First, our Nairobi staff were invited yesterday to broadcast an address to young people over the national radio. Bear in mind that the KLM radio station of Rwanda was the major networking tool of the Hutu Power/Interhamwe genocide, in which a million people were killed in three months- just twelve years ago. Yesterday, that same radio station became the voice of young people eager to serve one another by building a culture of life.
Secondly, some friends and I traipsed over to the national stadium last night for the Hillsong worship concert. During the 1994 genocide, thousands of people had clustered there under the frantic watch of ill-equipped UN peacekeepers, and there hundreds of men, women and children died from starvation, disease, or Interhamwe assaults. Last night, thousands of former enemies were gathered to worship God together. My friends and I realized the enormity of the fact that yesterday (a very tense national "holiday," since all Rwandans had to appear for jury duty under pain of arrest) was the final national trial of persons accused of genocide. So, many of the people who had to deal with justice in the morning were gathered to praise God for His awesome forgiveness in the evening. What a very clever God we have.
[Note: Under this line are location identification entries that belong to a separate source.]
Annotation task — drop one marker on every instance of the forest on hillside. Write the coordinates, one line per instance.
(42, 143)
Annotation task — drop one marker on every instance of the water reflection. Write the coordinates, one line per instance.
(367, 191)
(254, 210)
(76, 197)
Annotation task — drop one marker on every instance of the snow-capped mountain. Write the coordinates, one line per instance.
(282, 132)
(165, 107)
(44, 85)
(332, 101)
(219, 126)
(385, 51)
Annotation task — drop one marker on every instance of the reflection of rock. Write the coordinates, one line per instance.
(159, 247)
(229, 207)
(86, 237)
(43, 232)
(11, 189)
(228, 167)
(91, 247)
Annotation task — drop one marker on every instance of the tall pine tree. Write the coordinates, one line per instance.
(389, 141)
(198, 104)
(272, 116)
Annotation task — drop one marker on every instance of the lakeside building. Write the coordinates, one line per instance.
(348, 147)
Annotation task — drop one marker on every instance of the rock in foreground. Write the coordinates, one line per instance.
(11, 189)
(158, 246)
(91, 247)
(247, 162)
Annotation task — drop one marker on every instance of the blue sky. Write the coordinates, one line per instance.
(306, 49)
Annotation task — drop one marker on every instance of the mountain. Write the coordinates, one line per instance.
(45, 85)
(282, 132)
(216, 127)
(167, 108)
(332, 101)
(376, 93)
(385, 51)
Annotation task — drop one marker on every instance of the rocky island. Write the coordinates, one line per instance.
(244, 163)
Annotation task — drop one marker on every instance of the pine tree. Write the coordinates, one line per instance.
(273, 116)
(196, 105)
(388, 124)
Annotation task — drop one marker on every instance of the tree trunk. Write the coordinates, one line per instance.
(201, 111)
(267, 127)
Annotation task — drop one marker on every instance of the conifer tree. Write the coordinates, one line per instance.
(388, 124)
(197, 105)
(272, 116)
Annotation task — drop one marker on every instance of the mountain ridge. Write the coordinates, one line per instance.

And finally, there is that weekly moment of celebration every Sunday in the enormous cathedral of St. Famille; although almost every Rwandan living in the capital city has tragic memories of failed asylum in that building, on its altars the greatest gift of love ever made still recurs again and again... and the faithful are there to taste and to see. It is the most beautiful thing- during the Eucharist, the Rwandese do not stand in hushed silence nor do they kneel in prayer- rather, the Rwandese shout for joy and applaud.